La solution préconisée par Diderot consistait à réunir médecins et chirurgiens dans un seul corps et sous un seul nom. Esculape, Hippocrate et Galien pratiquaient à la fois la médecine et la chirurgie, faisait-il Jusque dans l'énoncé de son titre, La Lettre d'un citoyen zélé témoigne du changement des valeurs sociales d'un âge qui se met en branle. Le XVIIIe siècle commençait à mettre en avant le concept d'« appartenance » à une citoyenneté. Diderot était l'un des initiateurs de ce mouvement et le terme « citoyen » apparaît fort souvent dans les pages de l'Encyclopédie. Destiné à porter au temps de 1793 des fruits piquants, voire amers, le terme « citoyen » était un des mots harmonieux et plutôt avancés du XVIIIe siècle. C'est ainsi que nous voyons Diderot terminer sa lettre sur une jolie roulade humaniste. « Je suis un bon citoyen, et tout ce qui concerne le bien de la société et la vie de mes semblables est très intéressant pour moi6 ».

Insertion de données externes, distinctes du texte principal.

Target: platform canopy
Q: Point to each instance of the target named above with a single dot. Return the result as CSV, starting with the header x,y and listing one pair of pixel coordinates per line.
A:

Les questions de citoyenneté étaient discutées d'une manière assez générale dans la France de 1749 ; c'était une année de famine et de détresse accompagnées d'une effervescence considérable de l'opposition au gouvernement '. L'agitation était en partie causée par le mécontentement dû à la signature du traité d'Aix-la-Chapelle, qui venait de mettre un terme à la guerre de Succession d'Autriche ; c'était, pour les chicaneurs, la paix qui défie toute compréhension. Autre cause d'agitation : l'opposition des classes privilégiées, particulièrement du clergé, à l'imposition d'une taxe appelée le vingtième, promulguée en mai 1749, qui aurait eu pour effet d'introduire dans le système gouvernemental le principe de l'impôt proportionnel *. Cette tentative pour introduire dans les lois françaises la forme la plus élémentaire de justice rencontra la résistance obstinée des classes privilégiées que leurs rapports antérieurs avec les finances publiques avaient plutôt placées du côté de la main qui reçoit que de celle qui donne.

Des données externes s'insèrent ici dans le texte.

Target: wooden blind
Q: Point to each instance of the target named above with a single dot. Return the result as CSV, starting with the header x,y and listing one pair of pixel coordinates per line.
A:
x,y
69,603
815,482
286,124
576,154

Rétrospectivement, 1749 nous paraît une année cruciale dans l'histoire du XVIIIe siècle et dans les annales de la monarchie française, notamment en raison de ce qui arriva à Diderot et à Rousseau au cours de ces douze mois. Qui aurait consulté les auspices à ce moment précis n'aurait pu percevoir, vers la gauche, le plus faible écho de roulement de tonnerre. Pourtant, cette même année, le climat intellectuel de l'opinion subissait une pression nouvelle. Un éditeur du XIXe siècle du Journal de Barbier, source de valeur pour l'histoire de la France du XVIIIe siècle, observe que « l'année 1749 est une date remarquable dans l'histoire littéraire du dix-huitième siècle. C'est à cette date en effet qu'on voit paraître et se multiplier les écrits hostiles à la religion. (...) La guerre va désormais s'engager entre le scepticisme et la foi. Barbier, qui jusqu'ici n'a parlé que des chansonniers et des poètes, parle maintenant des philosophes. C'est ici que commence le vrai dix-huitième siècle ' ».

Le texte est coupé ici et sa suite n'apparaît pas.